The student suite of test cases for the simulator will be graded according to how thoroughly they test a cache simulator. We will judge thoroughness of the test suite by how well it exposes potentially bugs in a cache simulator. The auto-grader will correctly assemble each test case in your suite, then use it as input to a set of buggy simulators. A test case exposes a buggy simulator by causing it to generate a different answer from a correct simulator. The test suite is graded based on how many of the buggy simulators were exposed by at least one test case.

Because all programs will be auto-graded, you must be careful to follow the exact formatting rules in the project description:

1) Don’t modify printAction at all. Download this handout into your program electronically (don’t re-type it) so you avoid typos.

2) Check your program’s output on the sample assembly-language program and output at the end of this handout.

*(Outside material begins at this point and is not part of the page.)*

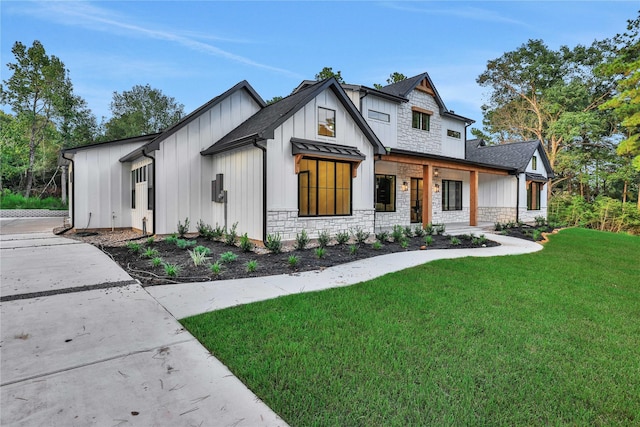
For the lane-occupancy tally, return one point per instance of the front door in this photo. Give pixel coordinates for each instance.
(416, 200)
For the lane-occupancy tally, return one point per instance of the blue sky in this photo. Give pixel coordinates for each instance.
(195, 50)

3) Don’t print the sequence @@@ anywhere except in printAction(). You may find the Project 1 printState function useful in debugging, but make sure to take out printState’s @@@.

7. Turning in the Project

Use autograder.io to submit your files. You have been added as a student to the class, so you should see EECS 370 listed as a class.

1) cache simulator (part 4)

Your simulator must be in a single C file. We will compile your program on a Linux workstation using gcc program.c -lm, so your program should not require additional compiler flags or libraries. Standard library headers do not require additional compiler flags or libraries. The official time of submission for your project will be the time the last file is sent. If you send in anything after the due date, your project will be considered late (and will use up your late days or will incur a penalty in your grade).

8. Sample Assembly-Language Program and Output

Here is a sample assembly-language program:

sw  	0   	1   	6
lw  	0   	1   	23
lw  	0   	1   	30
halt

and its corresponding output with the following cache parameters: blockSizeInWords = 4, numberOfSets = 2, and blocksPerSet = 1. Make sure you understand each of the data transfers and their order.

@@@ transferring word [0-3] from the memory to the cache
@@@ transferring word [0-0] from the cache to the processor
@@@ transferring word [4-7] from the memory to the cache
@@@ transferring word [6-6] from the processor to the cache
@@@ transferring word [1-1] from the cache to the processor
@@@ transferring word [4-7] from the cache to the memory
@@@ transferring word [20-23] from the memory to the cache
@@@ transferring word [23-23] from the cache to the processor
@@@ transferring word [2-2] from the cache to the processor
@@@ transferring word [20-23] from the cache to nowhere
@@@ transferring word [28-31] from the memory to the cache
@@@ transferring word [30-30] from the cache to the processor
@@@ transferring word [3-3] from the cache to the processor